Pope Francis took his cue from the day's Gospel reading from Matthew, in which Jesus is tested by a doctor of the law who asks which is the greatest commandment.
In his response, Jesus first quotes the Book of Deuteronomy in saying that the greatest commandment is to love God with all of one's heart, soul and mind, the pontiff observed.
"And it could have stopped there, (but) instead Jesus adds something that was not requested from the doctor of the law.

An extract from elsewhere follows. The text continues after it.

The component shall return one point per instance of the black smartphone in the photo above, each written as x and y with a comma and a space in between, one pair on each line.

He says: 'The second then is similar to this: love your neighbor as yourself,'" which is also a biblical reference to the Book of Leviticus, the Pope noted.
The Bishop of Rome explained how the true novelty Jesus brings to these commandments is that he puts them together, revealing that they are inseparable and complimentary, "(like) two sides of the same coin."
One of the most visible signs of God's love that a Christian can give is to love one's neighbor, he said, noting how Jesus doesn't put love of God at the top of the list of commandments, but rather "at the center, because it's from the heart that everything begins and to which it must come back."
In the Old Testament, to live in the image of God who is holy included caring for the most vulnerable, such as the orphan and the widow, the Pope observed, explaining that Jesus completes the law by uniting in himself the human and the divine, which now become a single mystery of love.
"In light of the word of Jesus, love is the measure of the faith, and faith is the spirit of love," he said. "No longer can we separate a religious life from service to our brothers, to those concrete brothers we meet."
"No longer can we divide prayer, the encounter with God in the sacraments, from listening to others, from closeness to their lives, especially to their wounds."
The Roman Pontiff concluded his address by pointing that what Jesus gives us in the day's Gospel passage are the fundamental criterion on which to base our lives.
Jesus also and above all gives us his Spirit, the Pope noted, who teaches us to love God and our neighbors "with a free and generous heart" as the Lord did.
"With the intercession of Mary, our mother, let us open ourselves to receive this gift, (and) to walk in the law of love."
After leading faithful in the Marian prayer, Pope Francis drew attention to the example of Blessed Mother Assunta Marchetti, who was beatified yesterday in Brazil, and praised her for her tireless work in helping Italian immigrants.
He closed by offering personal greetings to various communities present, giving an affectionate blessing, and asking for prayers.